In Italia 1 donna su 5 esce dal mercato del lavoro a seguito della maternità: un dato che è indice della difficoltà per le donne di conciliare le esigenze di vita con l’attività lavorativa
Questi pochi dati confermano il grande lavoro che nel nostro Paese dobbiamo proseguire per acquisire la parità di genere e quindi contrastare la violenza contro le donne.
Per farlo è necessario un impegno a tutto campo per coniugare il valore della relazione, della fiducia, della parità e del rispetto in tutti i contesti: famiglia, scuola, lavoro, relazioni sociali. Ad esempio, raramente sento spiegare la differenza tra bisogno e desiderio nei rapporti affettivi così come l’assurdità di associare l’amore al possesso.
Rispetto significa riconoscere e sostenere il diritto delle donne a lavorare, superando i formalismi verbali dei ruoli declinati prima solo al maschile (avvocata, sindaca e così via) ma anche sostanziali: riconoscere le capacità professionali, fare apprezzamenti legati alle capacità e ai risultati e non all’estetica, azzerare il divario retributivo.
Rispetto nella vita privata significa comprendere che anche la propria fidanzata o moglie possa uscire e incontrare altre persone da sola e possa, se lo desidera, chiudere una relazione. Rispetto che significa non avere atteggiamenti possessivi e controllanti.
Capire che esercitare la forza (economica, sociale, psicologica, fisica) con una donna non è dimostrazione di mascolinità ma di estrema debolezza.

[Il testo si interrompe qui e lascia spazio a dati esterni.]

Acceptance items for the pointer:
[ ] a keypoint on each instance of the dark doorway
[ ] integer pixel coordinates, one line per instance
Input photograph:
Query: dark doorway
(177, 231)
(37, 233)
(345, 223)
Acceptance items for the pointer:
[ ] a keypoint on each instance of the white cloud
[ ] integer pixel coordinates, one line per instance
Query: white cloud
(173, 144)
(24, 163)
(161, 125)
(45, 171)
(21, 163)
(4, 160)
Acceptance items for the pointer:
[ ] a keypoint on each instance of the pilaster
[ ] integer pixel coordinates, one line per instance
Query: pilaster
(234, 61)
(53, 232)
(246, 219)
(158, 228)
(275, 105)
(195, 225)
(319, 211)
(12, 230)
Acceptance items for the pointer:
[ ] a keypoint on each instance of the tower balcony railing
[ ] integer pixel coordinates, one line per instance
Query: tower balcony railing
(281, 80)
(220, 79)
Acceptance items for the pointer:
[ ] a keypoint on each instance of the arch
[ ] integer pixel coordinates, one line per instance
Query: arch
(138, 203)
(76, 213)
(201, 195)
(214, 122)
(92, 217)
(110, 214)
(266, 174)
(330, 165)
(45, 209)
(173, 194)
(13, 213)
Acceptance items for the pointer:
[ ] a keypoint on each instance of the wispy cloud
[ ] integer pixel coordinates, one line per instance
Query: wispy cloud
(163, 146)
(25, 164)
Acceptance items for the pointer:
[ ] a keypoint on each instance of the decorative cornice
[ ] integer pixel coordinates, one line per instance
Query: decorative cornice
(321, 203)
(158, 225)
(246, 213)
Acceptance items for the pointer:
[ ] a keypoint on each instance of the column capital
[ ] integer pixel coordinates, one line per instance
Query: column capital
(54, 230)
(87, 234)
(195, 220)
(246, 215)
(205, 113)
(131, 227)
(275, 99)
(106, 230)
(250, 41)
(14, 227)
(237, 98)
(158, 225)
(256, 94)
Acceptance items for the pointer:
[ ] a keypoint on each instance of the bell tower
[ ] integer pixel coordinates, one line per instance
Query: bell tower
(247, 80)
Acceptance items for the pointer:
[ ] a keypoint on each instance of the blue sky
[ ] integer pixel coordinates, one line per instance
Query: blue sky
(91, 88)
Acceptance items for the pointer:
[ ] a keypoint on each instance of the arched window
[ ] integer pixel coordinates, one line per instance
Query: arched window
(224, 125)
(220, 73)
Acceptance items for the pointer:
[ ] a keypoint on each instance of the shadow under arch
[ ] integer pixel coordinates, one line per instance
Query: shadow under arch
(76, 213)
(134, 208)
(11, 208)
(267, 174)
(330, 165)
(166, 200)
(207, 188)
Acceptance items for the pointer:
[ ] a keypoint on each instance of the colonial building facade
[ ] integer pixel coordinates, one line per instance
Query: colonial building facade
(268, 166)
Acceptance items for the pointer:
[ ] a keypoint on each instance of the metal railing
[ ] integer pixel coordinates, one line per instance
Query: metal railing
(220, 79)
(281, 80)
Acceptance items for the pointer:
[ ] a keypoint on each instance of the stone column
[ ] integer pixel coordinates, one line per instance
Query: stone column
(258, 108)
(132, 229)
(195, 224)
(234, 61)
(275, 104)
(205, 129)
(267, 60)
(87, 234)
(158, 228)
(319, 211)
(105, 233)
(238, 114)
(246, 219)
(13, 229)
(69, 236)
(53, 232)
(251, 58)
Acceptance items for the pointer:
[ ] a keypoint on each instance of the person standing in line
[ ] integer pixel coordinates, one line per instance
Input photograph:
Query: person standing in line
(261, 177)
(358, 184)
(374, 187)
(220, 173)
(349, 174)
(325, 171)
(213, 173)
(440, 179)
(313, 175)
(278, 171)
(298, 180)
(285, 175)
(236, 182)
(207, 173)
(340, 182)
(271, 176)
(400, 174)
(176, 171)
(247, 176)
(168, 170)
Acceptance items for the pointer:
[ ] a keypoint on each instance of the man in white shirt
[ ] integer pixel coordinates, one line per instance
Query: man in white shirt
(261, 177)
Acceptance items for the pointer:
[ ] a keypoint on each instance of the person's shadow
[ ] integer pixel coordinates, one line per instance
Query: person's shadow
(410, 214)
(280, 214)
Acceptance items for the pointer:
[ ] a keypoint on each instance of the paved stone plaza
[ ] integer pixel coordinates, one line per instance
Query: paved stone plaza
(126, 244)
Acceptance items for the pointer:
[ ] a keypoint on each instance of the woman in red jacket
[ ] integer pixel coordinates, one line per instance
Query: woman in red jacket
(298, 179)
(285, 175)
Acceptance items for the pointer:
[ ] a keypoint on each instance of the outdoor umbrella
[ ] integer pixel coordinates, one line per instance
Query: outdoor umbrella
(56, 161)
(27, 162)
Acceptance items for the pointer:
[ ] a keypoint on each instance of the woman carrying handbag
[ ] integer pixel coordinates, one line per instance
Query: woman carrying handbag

Se non si è capaci di vivere in modo sano una relazione si deve avvertire l’esigenza, e in questo caso sì, la forza – di farsi sostenere da specialisti che possono aiutare a capire gli ostacoli psicologici alla base di certi atteggiamenti per rimuoverli.
Un percorso che comporta per tutti, ma per noi uomini in particolare, cambiamenti culturali, oltre che normativi, di cui dobbiamo farci carico se vogliamo andare nella direzione di una società più evoluta.